The purpose of the script routeswitchbysubnet is to allow, in AWS VPCs, the automatic reassignments of route-targets to healthy gateways, when these gateways are monitored by an ELB. The typical use case is a Check Point vSEC Autoscaling group. By default these gateways are not configured as targets in any routes, and so they're not used for the protection of outbound traffic, except through a proxy. By using this script you'll be able to have the members configured as the default gateways for internet-bound (or other) traffic, and thus protect such traffic flow.
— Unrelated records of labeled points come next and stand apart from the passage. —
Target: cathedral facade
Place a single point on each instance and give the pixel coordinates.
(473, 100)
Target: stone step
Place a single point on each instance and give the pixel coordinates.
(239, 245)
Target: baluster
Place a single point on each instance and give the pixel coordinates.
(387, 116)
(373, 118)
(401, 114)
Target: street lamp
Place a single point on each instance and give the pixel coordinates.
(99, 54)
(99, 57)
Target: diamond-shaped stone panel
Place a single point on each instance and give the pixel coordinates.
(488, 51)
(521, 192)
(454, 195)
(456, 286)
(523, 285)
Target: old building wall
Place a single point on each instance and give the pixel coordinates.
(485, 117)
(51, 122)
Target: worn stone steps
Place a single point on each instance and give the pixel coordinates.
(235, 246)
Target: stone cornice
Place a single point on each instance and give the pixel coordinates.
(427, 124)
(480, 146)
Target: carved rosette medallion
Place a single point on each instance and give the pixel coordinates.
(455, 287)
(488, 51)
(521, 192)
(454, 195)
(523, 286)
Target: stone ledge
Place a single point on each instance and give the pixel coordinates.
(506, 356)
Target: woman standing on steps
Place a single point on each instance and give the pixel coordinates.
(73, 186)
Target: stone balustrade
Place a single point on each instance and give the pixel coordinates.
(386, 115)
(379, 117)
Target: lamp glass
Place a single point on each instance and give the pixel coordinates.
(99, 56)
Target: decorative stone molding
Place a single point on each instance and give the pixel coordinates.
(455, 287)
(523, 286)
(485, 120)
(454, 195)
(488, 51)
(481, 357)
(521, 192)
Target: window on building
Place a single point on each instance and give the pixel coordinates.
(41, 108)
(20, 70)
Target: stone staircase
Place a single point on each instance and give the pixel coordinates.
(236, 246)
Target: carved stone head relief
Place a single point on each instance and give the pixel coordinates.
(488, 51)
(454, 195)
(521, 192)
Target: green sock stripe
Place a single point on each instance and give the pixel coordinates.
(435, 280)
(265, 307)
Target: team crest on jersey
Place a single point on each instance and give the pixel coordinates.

The way the script works is to maintain for each protected subnet a route table that points to a healthy gateway in the ASG. As gateways are added or removed, the script will detect it (in about 1 min) and will reassign route tables as necessary to the least used gateway.
- Have gateways (e.g., Check Point vSEC gateways) up and running as EC2 instances.
- if the gateways have more than one ENI, make sure that they know to route to the subnets behind them through ethN where N is maximal. E.g., if the gateway has eth0 and eth1, make sure that each of the gateways knows that traffic to each of the protected subnets should be forwarded through eth1
- Set up an ELB to monitor the gateways. (the gateways can be part of an Autoscaling Group or not)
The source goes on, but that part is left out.